Elle réunit ses amis Alex et Penny et ils trouvent l'orbe dans un dortoir. À ce moment-là, une brume étrange envahit les couloirs et des mains d'ombre griffues en émanent et essayent de s'emparer de l'orbe.
Les PJ lancent des sorts, courent et là, ils voient que la brume change de direction et en sortant, prend l'apparence d'êtres humanoïdes à tête de chauve souris.
Les PJ appellent les loups comme ils l'ont appris dans un cours au début de l'année, les loups se battent contre les créatures.
Fallen apparaît àç la lisière de la forêt et demande à sa fille de vite lui donner l'orbe.
Le professeur Liedes surgit en traversant une vitre et leur crie « ne faites pas ça ! ». Mary-ann veut donner l'orbe à son père, mais Alex lui lance un sort pour l'immobiliser. Il prend l'orbe de ses mains et le donne au professeur Liedes mais celui ci a les crocs qui poussent et les yeux injectés de sang, il dit qu'il ne peut pas garder l'orbe, qu'il doit le donner à un autre professeur. Alex court, entre dans le château, trouve un professeur et lui remet l'orbe.

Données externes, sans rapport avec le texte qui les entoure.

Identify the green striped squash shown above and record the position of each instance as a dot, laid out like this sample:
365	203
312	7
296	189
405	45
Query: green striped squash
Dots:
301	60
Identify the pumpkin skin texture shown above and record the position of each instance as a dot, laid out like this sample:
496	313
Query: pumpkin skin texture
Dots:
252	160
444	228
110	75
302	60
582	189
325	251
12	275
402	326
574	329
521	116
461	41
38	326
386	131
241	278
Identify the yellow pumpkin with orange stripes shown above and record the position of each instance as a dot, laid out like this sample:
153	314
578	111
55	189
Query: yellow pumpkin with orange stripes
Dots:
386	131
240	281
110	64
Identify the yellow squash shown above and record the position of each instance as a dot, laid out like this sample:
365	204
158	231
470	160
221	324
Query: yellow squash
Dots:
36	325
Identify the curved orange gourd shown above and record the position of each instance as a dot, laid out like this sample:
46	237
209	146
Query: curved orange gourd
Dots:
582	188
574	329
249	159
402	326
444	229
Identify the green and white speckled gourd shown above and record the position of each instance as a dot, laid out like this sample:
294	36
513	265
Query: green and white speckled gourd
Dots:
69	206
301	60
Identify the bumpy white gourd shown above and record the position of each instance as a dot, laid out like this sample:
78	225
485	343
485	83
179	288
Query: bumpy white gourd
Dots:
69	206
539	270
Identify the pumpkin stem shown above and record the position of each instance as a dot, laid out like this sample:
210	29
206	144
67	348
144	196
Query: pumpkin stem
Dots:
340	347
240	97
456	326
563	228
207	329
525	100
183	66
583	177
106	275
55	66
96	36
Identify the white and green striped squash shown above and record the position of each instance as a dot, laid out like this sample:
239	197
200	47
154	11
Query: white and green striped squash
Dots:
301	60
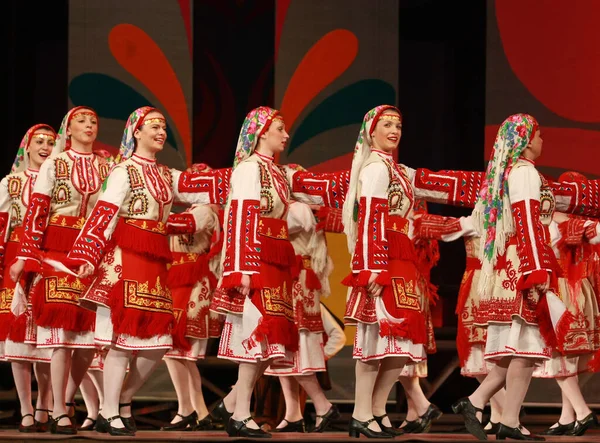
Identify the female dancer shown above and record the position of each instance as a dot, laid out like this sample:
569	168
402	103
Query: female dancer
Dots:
192	280
124	241
67	187
15	191
256	289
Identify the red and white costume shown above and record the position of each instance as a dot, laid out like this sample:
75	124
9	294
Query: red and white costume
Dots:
315	266
192	280
66	189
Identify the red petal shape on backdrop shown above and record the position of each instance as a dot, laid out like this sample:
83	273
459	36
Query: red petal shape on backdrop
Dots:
553	47
569	149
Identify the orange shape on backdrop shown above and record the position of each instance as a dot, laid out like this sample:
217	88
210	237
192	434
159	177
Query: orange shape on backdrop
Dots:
142	57
553	50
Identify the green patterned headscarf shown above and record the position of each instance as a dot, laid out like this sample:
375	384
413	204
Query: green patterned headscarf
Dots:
493	215
362	150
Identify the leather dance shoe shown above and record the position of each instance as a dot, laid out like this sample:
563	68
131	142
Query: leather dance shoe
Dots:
362	427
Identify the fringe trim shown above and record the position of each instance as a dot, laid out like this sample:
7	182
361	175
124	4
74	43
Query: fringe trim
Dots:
142	242
528	281
18	329
412	327
136	322
274	330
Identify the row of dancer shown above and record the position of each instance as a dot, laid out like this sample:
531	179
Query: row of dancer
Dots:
133	305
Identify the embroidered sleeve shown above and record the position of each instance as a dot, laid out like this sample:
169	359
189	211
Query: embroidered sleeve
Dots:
201	187
320	188
437	227
4	220
336	339
35	221
533	248
581	198
457	188
330	220
300	218
92	241
242	247
371	252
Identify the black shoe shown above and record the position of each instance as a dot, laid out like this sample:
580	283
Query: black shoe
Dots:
423	424
505	432
493	430
101	425
292	426
187	423
362	427
205	424
55	428
221	413
591	421
118	431
469	413
43	426
389	429
89	427
29	428
128	422
237	428
559	429
327	418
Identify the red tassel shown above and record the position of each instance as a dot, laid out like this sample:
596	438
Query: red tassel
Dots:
18	329
179	339
528	281
136	322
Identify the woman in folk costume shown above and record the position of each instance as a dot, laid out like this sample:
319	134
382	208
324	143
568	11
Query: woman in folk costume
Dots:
18	333
514	207
578	336
256	290
124	243
386	301
192	279
65	190
313	283
421	412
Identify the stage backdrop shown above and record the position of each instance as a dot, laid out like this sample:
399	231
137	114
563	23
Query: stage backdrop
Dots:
543	59
121	57
327	76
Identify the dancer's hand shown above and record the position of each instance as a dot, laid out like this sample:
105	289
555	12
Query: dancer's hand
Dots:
16	270
543	287
85	270
244	288
374	289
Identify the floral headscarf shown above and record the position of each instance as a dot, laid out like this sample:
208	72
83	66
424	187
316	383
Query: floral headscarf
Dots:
134	122
362	150
255	124
63	141
21	162
492	214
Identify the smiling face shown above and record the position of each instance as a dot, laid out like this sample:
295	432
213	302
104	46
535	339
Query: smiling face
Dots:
40	147
273	141
152	133
83	128
388	131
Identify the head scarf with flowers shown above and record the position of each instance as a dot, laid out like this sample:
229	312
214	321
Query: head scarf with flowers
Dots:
21	162
134	122
63	141
492	213
362	151
255	124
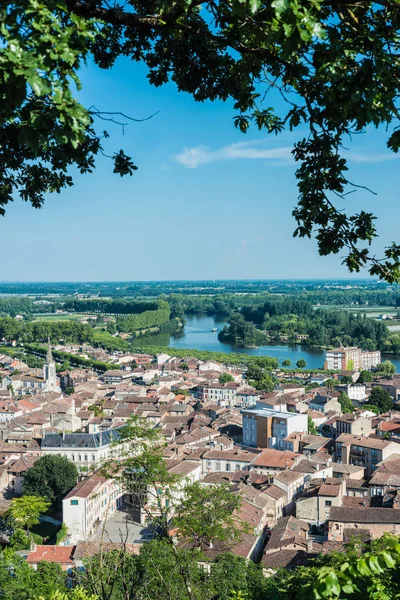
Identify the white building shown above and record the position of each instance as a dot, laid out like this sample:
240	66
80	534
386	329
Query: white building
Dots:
266	428
354	391
87	450
89	504
351	359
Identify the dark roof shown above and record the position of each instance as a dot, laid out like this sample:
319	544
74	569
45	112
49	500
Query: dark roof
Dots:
286	559
346	514
80	440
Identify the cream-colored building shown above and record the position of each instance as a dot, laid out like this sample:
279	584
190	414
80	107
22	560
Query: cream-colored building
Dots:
314	506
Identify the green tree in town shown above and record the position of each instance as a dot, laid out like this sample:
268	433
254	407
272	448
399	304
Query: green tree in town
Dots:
52	477
365	377
201	517
111	327
312	428
225	378
381	399
331	384
266	383
345	403
387	368
25	511
18	580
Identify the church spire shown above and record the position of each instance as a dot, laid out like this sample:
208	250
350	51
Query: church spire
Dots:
49	356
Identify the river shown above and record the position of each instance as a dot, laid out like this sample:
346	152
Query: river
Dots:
198	335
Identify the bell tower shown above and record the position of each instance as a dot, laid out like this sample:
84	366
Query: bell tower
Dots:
49	371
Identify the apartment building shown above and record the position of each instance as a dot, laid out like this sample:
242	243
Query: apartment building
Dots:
266	428
91	502
354	424
315	504
87	450
363	451
355	391
351	359
231	459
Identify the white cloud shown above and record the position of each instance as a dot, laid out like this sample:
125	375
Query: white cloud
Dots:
194	157
191	158
371	158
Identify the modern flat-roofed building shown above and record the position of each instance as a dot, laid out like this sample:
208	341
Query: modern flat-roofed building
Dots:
266	428
363	451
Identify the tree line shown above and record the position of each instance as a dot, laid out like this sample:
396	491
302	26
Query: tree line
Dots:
108	306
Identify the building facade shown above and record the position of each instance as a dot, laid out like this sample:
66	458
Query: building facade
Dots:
267	428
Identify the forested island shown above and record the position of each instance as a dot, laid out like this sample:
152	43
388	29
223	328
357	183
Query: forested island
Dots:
310	314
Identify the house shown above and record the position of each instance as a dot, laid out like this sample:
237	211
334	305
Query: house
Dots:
292	484
267	428
276	502
390	384
340	471
288	534
228	460
354	424
386	477
355	391
16	470
363	451
91	502
351	358
149	504
272	461
325	404
317	417
116	376
348	522
86	450
307	443
291	388
62	555
314	505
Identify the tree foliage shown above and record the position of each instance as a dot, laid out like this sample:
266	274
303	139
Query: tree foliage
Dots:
381	399
346	403
52	477
333	63
25	511
225	378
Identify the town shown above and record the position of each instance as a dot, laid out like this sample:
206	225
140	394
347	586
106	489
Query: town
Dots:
314	462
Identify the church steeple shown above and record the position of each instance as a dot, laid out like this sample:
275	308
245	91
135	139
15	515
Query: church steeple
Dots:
49	356
49	371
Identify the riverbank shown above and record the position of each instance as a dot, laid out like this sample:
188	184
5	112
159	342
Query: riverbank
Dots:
199	334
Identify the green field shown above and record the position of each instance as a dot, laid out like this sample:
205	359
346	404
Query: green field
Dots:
57	317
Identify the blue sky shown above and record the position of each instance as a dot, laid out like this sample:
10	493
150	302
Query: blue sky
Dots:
207	201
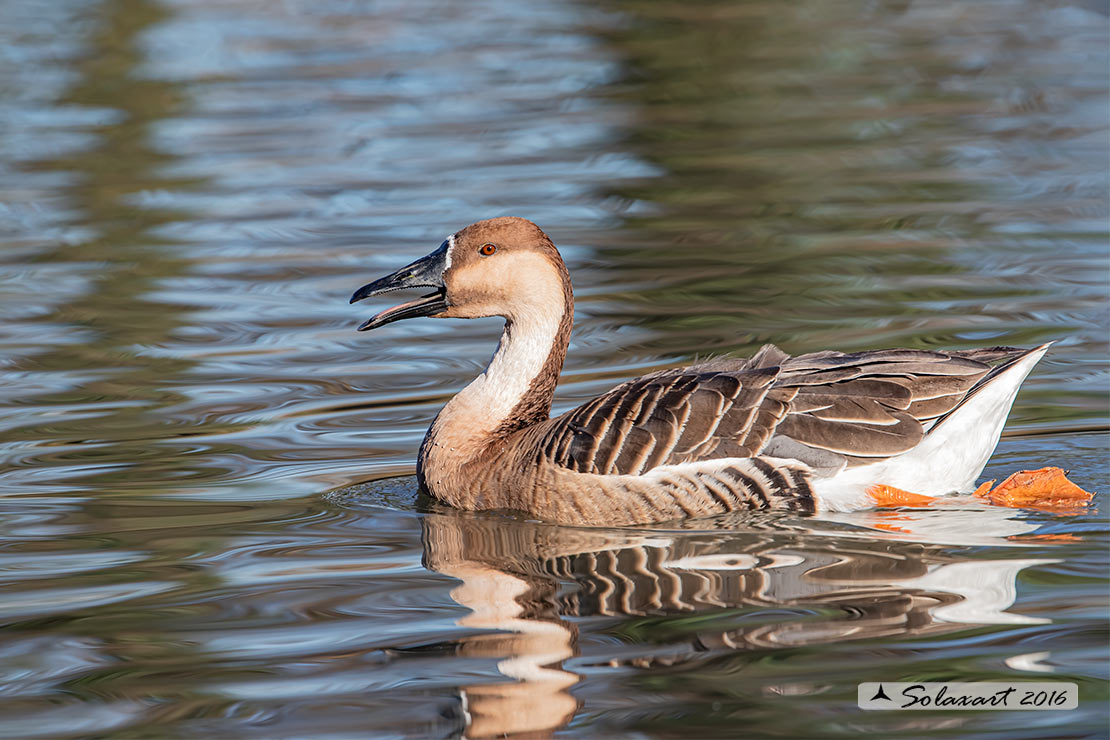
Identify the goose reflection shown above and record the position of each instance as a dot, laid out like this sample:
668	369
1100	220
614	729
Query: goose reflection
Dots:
528	586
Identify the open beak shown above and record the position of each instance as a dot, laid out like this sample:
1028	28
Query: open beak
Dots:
426	272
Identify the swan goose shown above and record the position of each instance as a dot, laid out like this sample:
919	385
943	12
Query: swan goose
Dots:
813	433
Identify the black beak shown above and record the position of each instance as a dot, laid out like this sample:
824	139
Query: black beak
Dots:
426	272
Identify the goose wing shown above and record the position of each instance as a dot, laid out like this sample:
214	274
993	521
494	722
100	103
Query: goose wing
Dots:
829	409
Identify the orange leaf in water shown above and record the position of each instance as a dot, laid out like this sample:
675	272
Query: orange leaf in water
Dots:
1047	488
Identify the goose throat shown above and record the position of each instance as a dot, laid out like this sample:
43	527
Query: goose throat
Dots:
518	384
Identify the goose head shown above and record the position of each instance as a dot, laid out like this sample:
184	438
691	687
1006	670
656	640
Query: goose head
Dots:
503	266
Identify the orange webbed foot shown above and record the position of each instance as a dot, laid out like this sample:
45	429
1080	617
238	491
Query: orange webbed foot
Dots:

Pendant ce temps, Fallen est capturé par Liedes.
Je fais un épilogue où le professeur Liedes leur explique ce que les joueurs n'avaient pas encore compris et voilà. Fin de la partie.

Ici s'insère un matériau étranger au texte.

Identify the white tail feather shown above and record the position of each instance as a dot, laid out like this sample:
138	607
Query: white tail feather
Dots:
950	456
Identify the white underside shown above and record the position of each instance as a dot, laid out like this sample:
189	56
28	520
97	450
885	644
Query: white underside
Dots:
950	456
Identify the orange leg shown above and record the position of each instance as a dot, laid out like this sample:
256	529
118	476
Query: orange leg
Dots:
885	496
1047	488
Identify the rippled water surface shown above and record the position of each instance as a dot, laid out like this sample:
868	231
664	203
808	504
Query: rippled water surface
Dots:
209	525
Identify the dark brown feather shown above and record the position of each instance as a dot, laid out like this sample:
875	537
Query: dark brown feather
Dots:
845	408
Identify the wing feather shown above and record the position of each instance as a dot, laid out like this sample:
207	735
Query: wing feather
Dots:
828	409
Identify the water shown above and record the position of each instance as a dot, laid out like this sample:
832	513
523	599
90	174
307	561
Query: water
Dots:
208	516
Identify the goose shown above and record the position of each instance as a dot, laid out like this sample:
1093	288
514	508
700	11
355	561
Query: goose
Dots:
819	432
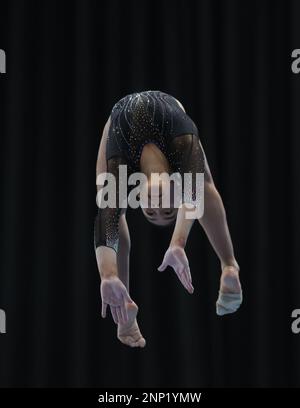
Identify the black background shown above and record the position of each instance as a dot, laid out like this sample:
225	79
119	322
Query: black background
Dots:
229	63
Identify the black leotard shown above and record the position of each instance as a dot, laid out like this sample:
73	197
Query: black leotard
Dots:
137	119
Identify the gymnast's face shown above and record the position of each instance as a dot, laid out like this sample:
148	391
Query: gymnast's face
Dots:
160	216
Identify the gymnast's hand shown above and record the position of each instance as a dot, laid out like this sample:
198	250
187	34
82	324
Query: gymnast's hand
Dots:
114	294
177	259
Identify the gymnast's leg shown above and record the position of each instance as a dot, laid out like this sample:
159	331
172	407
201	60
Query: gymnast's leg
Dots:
128	333
214	223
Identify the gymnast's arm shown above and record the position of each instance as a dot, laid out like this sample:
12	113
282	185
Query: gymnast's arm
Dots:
188	157
106	236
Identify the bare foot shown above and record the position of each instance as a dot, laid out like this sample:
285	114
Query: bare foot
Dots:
129	333
230	282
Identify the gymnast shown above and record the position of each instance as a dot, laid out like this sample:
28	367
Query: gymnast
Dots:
150	132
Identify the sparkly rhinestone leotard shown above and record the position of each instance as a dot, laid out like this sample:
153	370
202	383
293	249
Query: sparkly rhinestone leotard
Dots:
137	119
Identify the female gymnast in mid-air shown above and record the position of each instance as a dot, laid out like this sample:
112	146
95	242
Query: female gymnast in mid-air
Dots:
150	132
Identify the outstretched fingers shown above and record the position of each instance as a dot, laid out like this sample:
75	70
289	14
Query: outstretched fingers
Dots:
114	313
104	307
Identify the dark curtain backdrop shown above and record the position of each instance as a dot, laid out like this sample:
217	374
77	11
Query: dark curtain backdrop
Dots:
229	63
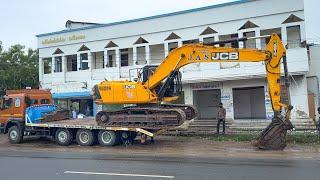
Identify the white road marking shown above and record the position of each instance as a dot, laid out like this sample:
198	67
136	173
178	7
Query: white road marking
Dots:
118	174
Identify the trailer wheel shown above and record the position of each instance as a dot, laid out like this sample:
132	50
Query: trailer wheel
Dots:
15	135
128	135
85	137
107	138
63	136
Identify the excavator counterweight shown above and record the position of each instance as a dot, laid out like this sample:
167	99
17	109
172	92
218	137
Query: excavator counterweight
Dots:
158	85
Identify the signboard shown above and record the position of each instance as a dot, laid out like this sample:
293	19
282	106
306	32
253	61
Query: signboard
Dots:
61	39
206	85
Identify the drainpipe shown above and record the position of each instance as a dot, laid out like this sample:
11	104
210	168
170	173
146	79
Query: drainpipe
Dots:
318	90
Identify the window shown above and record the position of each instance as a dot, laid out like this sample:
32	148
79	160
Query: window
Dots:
58	64
172	46
208	40
17	102
265	41
72	62
192	41
124	57
84	62
111	62
156	53
98	60
250	43
34	101
7	103
44	101
141	55
47	65
293	35
228	37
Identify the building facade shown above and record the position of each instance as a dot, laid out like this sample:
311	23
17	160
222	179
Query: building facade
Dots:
73	60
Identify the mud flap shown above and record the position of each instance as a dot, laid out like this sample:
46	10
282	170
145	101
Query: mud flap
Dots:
274	136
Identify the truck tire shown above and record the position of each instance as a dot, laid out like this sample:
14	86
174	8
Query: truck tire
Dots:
63	137
128	135
85	137
107	138
15	135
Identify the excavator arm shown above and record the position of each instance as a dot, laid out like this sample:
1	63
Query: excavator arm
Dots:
157	86
199	53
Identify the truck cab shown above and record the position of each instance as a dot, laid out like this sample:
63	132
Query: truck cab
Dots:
15	102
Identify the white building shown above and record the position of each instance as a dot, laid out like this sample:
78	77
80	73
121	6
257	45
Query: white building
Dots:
73	60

J'ai prévenu dès le départ les joueurs que ces scènes pouvaient avoir un aspect « cinématique » comme dans un jeu vidéo, ou parfois leur placer des enjeux à résoudre. Le fait de jouer « par scènes » avec des codifications connues à l'avance a aidé à l'intégration de scènes si différentes.

Remarques
Au final, j'ai quand même dû sacrifier quelques trucs :
  • la rapidité de mise en œuvre : en effet, écrire un scénar, fut-il de trois pages (Ce scénario en faisait 14 la première fois que je l'ai fait jouer), sous la forme d'une intro cinématographique, de cours récités, de longues descriptions et d'une intrigue complexe, c'est plus long et complexe qu'une situation initiale d'une page (comme je le proposais dans la précédente version de BaP, bien plus « académiquement forgien » si vous me permettez l'expression).
  • On n'avait pas énormément de temps pour jouer tout ce que le jeu exigeait : scènes des joueurs + scènes du MJ ; donc je me suis permis de couper court à la plupart des enjeux des scènes de MJ, pour en faire des successions de révélations, « révélées activement », cad, sans que les joueurs cherchent vraiment des solutions, en amenant des évènements assez rapidement les uns à la suite des autres.
En même temps, dans beaucoup d'épisodes d'Harry Potter (films et romans), ça se passe comme ça : l'intrigue de fond est juste constituée de quelques mystères et se dévoile complètement à la fin comme un coup de tonnerre.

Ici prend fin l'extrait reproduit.